Example Contracts Demonstrating Behavior:

// SPDX-License-Identifier: MIT
pragma solidity ^0.8.0;

contract ContractA {
    uint256 public stateVar;
    // Non-payable fallback; contract rejects Ether transfers.
    fallback() external {
        stateVar = 100;
    }
}

contract ContractB {
    uint256 public valueX;
    uint256 public valueY;

    // Payable fallback for calls with unmatched signatures.
    fallback() external payable {
        valueX = 10;
        valueY = msg.value;
    }

    // Receive function for plain Ether transfers.
    receive() external payable {
        valueX = 20;
        valueY = msg.value;
    }
}

contract CallerExample {
    function interactWithContractA(ContractA targetContract) public returns (bool) {
        // Call a non-existent function, triggering fallback.
        (bool callSuccess, ) = address(targetContract).call(
            abi.encodeWithSignature("fakeFunction()")
        );
        require(callSuccess); // stateVar becomes 100.
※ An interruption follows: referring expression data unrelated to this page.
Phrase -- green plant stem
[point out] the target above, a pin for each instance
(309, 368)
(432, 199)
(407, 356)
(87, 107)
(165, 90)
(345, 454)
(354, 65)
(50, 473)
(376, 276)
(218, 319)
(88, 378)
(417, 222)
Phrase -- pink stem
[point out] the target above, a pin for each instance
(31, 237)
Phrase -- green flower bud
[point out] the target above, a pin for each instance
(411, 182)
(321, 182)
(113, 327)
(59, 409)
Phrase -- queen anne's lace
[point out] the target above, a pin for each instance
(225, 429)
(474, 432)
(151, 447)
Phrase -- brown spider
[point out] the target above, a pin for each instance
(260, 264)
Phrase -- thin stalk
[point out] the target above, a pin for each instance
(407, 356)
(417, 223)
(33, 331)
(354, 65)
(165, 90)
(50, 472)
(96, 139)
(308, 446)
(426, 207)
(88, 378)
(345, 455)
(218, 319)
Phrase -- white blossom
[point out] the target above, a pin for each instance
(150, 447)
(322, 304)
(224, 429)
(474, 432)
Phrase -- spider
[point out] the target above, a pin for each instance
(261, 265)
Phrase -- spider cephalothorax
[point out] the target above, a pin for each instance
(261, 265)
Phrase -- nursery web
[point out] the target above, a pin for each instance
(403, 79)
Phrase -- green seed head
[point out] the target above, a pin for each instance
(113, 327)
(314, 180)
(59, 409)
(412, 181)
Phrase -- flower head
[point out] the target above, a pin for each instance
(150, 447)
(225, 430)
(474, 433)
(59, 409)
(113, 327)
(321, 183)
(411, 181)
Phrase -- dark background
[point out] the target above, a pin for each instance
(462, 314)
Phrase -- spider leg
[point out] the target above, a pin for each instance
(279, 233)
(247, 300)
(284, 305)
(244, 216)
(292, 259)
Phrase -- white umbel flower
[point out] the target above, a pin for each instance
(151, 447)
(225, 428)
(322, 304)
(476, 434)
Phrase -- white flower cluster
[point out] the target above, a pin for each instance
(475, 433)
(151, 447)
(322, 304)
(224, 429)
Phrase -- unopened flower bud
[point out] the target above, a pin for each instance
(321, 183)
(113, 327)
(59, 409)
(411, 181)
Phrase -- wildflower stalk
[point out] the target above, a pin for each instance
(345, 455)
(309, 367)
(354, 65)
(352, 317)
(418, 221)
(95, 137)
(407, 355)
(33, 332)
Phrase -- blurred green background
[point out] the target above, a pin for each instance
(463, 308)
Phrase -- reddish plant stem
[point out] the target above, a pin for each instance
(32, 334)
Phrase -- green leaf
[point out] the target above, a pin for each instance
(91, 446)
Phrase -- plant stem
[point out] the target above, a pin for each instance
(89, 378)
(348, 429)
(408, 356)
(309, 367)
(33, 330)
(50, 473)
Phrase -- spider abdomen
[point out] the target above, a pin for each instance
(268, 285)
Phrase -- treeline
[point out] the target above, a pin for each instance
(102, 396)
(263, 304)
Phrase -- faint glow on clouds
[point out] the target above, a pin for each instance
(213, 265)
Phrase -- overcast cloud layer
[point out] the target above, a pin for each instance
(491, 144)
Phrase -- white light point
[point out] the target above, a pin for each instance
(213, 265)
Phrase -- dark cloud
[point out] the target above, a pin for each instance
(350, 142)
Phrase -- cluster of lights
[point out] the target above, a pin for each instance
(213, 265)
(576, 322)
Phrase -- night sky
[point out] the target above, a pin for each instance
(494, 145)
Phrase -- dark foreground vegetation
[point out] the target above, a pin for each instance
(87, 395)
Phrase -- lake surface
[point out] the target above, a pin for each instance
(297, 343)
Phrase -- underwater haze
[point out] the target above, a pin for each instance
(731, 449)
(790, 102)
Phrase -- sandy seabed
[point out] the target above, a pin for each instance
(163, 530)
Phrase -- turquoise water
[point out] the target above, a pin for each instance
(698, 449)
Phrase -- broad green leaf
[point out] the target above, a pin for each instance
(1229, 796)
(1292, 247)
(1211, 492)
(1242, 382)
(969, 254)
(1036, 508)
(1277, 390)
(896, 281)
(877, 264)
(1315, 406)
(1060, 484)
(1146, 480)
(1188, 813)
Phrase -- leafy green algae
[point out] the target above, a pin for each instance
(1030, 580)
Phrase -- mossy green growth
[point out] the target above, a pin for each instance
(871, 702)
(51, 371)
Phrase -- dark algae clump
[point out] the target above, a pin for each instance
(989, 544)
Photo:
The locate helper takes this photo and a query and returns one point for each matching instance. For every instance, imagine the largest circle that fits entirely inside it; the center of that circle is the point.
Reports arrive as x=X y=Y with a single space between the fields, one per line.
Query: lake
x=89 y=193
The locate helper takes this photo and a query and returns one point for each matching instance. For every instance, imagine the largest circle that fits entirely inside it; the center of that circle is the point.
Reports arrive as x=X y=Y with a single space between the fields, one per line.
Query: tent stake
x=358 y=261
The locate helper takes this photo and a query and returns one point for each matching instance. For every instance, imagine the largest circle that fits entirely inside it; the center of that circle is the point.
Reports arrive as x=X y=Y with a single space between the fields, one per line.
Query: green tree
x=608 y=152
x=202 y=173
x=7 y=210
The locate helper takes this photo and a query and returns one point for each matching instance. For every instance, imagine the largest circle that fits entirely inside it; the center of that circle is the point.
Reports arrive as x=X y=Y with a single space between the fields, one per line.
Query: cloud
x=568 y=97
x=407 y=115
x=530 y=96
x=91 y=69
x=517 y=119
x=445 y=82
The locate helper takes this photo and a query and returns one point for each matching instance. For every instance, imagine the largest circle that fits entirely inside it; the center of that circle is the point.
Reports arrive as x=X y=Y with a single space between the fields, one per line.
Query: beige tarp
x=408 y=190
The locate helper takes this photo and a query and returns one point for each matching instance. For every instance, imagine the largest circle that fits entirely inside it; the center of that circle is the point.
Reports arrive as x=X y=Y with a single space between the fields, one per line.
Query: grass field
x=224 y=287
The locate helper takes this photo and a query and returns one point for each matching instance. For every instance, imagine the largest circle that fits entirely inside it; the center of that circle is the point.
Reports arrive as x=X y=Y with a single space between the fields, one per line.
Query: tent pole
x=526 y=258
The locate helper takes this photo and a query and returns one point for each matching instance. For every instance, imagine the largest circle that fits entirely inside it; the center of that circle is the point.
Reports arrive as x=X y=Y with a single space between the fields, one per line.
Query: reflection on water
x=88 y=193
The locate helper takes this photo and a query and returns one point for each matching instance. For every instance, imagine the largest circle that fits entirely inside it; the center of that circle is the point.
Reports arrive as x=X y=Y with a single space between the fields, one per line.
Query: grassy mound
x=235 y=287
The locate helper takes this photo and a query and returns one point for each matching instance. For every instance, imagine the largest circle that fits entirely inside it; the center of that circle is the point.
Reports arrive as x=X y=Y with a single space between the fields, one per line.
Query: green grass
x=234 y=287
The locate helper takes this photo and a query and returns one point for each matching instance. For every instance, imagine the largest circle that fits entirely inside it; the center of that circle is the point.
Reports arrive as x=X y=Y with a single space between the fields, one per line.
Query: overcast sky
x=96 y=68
        // Attempting to send Ether will fail.
        return payable(address(targetContract)).send(1 ether); // Returns false
    }

    function interactWithContractB(ContractB targetContract) public returns (bool) {
        // Call non-existent function without value.
        (bool success, ) = address(targetContract).call(
            abi.encodeWithSignature("fakeFunction()")
        );
        require(success); // valueX = 10, valueY = 0.

        // Call non-existent function with Ether value.
        (success, ) = address(targetContract).call{value: 1 ether}(
            abi.encodeWithSignature("fakeFunction()")
        );
        require(success); // valueX = 10, valueY = 1 ether.

        // Plain Ether transfer triggers receive().
        (success, ) = address(targetContract).call{value: 2 ether}("");
        require(success); // valueX = 20, valueY = 2 ether.

        return true;
    }
}

Execution Priority: For an incoming call with Ether:

  1. If the call data is empty, the receive() function is executed if it exists.
  2. If receive() does not exist, but a payable fallback() exists, fallback() is executed.
  3. If neither exists, the call reverts. For an incoming call without Ether but with unmatched call data, the fallback() function is executed if it exists.